Keberanian seorang guru melakukan sebuah transformasi dalam model pembelajarannya adalah sebuah langkah besar bagi dirinya untuk memberikan satu hal terbaik bagi siswanya. Keputusan bertransformasi itu dapat diartikan guru mampu melepaskan segala macam kungkungan status quo lingkungan, keterbelakangan dan juga ketertinggalan. Artinya, ia dia telah menjadi pahlawan untuk dirinya sendiri dalam mengalahkan egoisme, kemalasan dan juga kenyamanan. Semua dilakukan untuk orang lain, yaitu siswanya.

Hari guru yang diperingati setiap tanggal 25 November bertepatan juga dengan hari kelahiran organisasi terbesarnya, PGRI, yang kini telah memasuki usianya yang ke-68. Di usianya ini, profesi guru di negeri ini boleh dikatakan baru menggeliat beberapa tahun terakhir, setelah kesejahteraannya mulai diperhatikan.

Repotkan Guru

Sinyalemen ini pun nyatanya mampu mendongkrak minat lulusan SMA memasuki LPTK. Terlepas dari pandangan bahwa niatan mereka ini karena sekedar mengejar materi, namun hal ini merupakan sebuah kabar baik, bahwa peningkatan jumlah peminat menjadi guru akan memberikan ruang untuk menyeleksi calon-calon guru yang lebih baik.

Maka, harapan besar akan terlahirnya guru-guru yang lebih berkualitas mulai terbangun. Semua tentu saja harus diimbangi dengan peningkatan kualitas guru yang sudah ada. Keluhan-keluhan dari berbagai pihak akan stagnannya kinerja guru, bahkan menurun pasca kesejahteraannya dinaikkan, harus menjadi lampu kuning bagi pemerintah maupun guru sendiri.

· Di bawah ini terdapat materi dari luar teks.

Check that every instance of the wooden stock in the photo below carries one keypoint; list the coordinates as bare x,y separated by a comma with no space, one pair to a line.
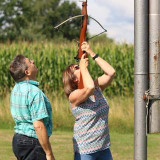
82,37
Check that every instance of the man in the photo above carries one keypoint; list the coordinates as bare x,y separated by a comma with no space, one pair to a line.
31,111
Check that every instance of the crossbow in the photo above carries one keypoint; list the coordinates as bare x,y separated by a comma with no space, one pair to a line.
83,30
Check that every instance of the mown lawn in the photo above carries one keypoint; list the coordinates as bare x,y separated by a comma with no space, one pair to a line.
122,146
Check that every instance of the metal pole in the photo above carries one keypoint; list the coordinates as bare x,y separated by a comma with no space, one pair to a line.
141,78
154,65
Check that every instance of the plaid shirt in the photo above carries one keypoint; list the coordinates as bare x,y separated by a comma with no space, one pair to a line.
28,104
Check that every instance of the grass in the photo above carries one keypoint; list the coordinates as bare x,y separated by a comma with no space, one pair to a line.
122,146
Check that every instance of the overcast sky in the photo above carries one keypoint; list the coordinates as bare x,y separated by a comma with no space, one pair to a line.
117,16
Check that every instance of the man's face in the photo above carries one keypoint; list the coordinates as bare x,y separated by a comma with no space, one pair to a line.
31,72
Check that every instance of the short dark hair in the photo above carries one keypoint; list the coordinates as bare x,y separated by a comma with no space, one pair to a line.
17,67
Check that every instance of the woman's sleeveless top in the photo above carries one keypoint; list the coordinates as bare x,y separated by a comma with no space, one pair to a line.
91,132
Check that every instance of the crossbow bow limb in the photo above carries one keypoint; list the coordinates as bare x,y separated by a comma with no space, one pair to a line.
84,18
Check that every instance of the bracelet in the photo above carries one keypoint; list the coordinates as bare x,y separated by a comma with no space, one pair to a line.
95,57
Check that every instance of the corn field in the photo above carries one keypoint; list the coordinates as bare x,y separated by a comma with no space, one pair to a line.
52,58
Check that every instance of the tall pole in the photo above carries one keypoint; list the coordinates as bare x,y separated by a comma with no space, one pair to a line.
154,65
140,78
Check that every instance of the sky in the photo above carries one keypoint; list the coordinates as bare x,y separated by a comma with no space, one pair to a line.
117,16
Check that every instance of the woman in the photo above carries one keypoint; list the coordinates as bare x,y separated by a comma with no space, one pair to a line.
91,138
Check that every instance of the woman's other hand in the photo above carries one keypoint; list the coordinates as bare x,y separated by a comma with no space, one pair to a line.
86,48
83,62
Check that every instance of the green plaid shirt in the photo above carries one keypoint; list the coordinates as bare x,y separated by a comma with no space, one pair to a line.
28,104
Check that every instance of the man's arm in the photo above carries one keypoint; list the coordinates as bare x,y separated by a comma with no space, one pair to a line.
43,138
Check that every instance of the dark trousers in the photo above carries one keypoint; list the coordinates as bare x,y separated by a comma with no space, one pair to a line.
27,148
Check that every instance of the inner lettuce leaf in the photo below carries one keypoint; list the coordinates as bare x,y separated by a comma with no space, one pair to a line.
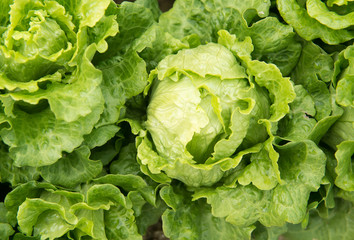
202,117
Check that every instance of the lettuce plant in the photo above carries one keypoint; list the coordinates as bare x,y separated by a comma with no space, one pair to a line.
223,119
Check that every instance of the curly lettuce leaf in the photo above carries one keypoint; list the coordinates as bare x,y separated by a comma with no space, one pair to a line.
309,28
206,18
301,165
194,220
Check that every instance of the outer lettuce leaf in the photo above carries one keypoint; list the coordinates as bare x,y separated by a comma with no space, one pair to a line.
345,77
319,11
42,210
72,169
6,229
174,144
51,92
301,165
12,174
338,225
309,28
187,220
205,18
344,169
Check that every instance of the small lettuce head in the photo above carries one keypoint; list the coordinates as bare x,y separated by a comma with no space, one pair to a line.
50,92
209,106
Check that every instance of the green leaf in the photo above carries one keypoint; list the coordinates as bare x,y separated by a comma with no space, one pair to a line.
337,226
123,78
193,220
72,169
301,165
344,169
12,174
309,28
120,224
319,11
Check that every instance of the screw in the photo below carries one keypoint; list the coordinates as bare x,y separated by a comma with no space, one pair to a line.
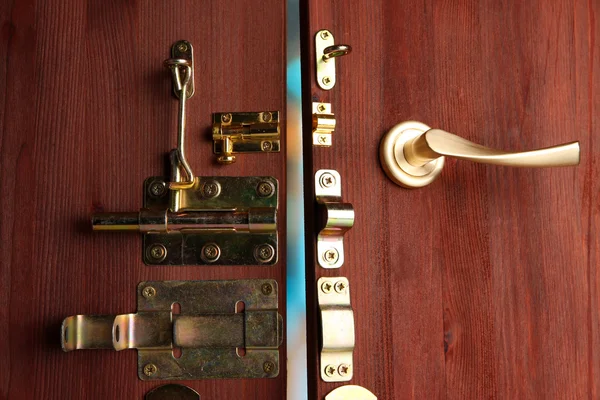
157,188
267,116
326,287
331,256
327,180
340,286
330,370
267,289
211,189
157,253
148,292
264,253
265,189
268,367
150,369
267,146
344,369
211,252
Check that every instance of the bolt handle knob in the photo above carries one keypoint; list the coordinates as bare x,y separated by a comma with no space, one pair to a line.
412,154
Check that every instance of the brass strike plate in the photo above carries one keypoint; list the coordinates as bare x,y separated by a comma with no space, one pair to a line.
245,132
239,217
203,339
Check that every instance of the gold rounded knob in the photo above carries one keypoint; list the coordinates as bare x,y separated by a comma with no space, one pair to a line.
412,154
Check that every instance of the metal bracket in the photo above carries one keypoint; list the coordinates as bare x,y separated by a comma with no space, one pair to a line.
350,392
337,329
245,132
323,124
340,218
220,220
206,339
325,53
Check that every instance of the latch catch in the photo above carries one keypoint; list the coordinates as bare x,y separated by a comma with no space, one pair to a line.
205,338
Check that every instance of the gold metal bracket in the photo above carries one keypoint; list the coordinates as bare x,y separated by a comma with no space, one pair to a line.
245,132
204,337
323,125
339,218
326,52
337,329
220,220
350,392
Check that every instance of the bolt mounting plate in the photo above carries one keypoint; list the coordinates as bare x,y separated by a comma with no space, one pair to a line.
207,330
234,195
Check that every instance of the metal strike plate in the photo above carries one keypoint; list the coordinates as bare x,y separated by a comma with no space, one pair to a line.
245,132
350,392
337,329
183,50
204,337
339,218
237,222
323,124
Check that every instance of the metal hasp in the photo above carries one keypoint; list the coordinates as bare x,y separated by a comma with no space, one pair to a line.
339,218
350,392
323,125
412,154
204,337
326,52
245,132
218,221
190,220
337,329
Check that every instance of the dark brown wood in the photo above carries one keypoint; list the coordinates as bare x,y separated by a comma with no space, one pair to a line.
86,115
485,283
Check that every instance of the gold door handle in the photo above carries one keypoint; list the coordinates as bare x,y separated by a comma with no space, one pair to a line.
412,154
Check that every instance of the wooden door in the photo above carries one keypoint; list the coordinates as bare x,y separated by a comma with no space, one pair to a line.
483,284
86,115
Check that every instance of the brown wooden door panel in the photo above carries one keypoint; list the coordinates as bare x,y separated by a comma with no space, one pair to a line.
87,115
483,284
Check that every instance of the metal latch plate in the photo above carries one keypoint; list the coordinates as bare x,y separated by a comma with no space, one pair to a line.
207,330
217,245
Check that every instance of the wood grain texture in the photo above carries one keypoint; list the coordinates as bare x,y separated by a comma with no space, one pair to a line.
86,114
485,283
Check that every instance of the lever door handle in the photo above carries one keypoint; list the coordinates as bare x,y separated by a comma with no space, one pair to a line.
412,154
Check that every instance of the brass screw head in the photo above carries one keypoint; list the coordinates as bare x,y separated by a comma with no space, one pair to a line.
330,370
267,146
340,286
210,252
148,292
264,253
331,256
268,367
267,116
344,370
326,287
157,188
157,253
150,369
210,189
267,289
327,180
265,189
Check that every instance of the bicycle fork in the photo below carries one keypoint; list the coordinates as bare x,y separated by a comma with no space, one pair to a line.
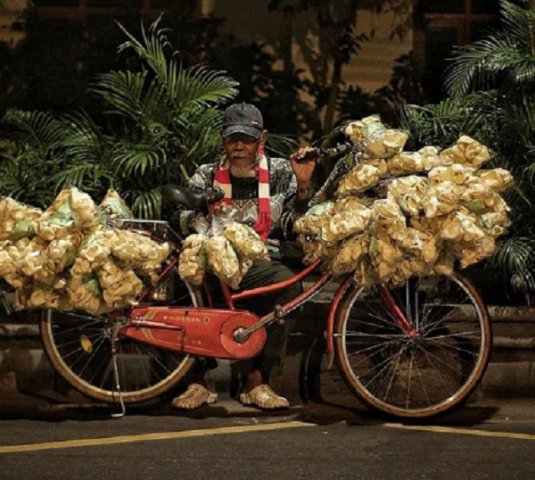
399,315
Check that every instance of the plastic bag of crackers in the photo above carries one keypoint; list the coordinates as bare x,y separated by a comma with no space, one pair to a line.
67,258
226,248
442,209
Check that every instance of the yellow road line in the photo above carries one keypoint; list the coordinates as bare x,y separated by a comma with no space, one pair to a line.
92,442
462,431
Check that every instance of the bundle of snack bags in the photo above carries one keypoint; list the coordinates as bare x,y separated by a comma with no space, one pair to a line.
440,207
227,249
67,257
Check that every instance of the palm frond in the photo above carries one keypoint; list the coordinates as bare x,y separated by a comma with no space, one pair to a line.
145,203
38,130
124,91
136,159
183,85
506,56
201,85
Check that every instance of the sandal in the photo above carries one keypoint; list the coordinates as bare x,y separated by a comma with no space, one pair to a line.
263,397
195,396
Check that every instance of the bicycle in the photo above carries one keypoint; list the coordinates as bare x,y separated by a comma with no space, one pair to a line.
412,351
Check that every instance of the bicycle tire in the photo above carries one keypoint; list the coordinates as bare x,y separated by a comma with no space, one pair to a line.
77,346
442,364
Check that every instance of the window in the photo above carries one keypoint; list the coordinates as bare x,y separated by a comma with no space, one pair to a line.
442,24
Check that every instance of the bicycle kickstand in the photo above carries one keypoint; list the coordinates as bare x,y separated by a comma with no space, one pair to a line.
122,413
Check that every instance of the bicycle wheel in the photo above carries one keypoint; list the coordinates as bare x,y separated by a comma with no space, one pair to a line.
79,348
419,375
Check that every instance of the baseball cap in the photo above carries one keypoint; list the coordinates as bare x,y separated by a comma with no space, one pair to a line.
242,118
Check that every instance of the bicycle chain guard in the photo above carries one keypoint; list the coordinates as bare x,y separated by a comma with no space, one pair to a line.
196,331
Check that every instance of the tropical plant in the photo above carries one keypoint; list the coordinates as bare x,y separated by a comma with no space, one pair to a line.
164,120
492,87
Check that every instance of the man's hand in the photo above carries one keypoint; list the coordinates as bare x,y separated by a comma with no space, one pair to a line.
303,171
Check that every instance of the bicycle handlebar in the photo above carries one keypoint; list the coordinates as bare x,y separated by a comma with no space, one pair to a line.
321,154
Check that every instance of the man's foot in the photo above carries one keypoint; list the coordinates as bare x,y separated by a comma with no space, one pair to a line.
195,396
263,397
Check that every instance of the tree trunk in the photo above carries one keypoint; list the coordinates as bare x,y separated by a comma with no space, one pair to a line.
339,30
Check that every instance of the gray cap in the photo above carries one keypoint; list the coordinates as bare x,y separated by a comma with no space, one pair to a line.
242,118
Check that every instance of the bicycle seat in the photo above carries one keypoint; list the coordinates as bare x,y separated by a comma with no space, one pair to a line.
175,195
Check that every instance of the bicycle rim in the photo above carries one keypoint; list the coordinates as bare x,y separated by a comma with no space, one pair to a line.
78,346
418,375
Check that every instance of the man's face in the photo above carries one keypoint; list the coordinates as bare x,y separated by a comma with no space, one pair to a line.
241,148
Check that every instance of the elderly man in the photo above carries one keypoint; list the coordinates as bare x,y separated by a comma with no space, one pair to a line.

Pemerintah harus menetapkan standar yang lebih jelas dan tegas untuk penilaian keprofesionalan seorang guru. Berubah-ubahnya persyaratan dan ketatnya aturan seharusnya bukan malah menyulitkan dan merepotkan apalagi menambah pekerjaan guru. Kecenderungan yang ada, banyak guru kini malah sibuk memperjuangkan nasibnya sendiri, bolak-balik mengurusi berkas ini dan itu, yang kesemuanya itu justru akan mengganggu kinerjanya pada tataran proses belajar mengajar yang menjadi pekerjaan utamanya.

Sebaliknya guru harus memberikan umpan balik yang seimbang atas perbaikan yang telah diupayakan oleh pemerintah. Integritas, konsistensi dan komitmen seorang guru adalah sebuah harga mati yang harus dimiliki untuk mengantarkan anak-anak didiknya menjadi manusia yang lebih unggul dan berkualitas. Selamat Hari Guru!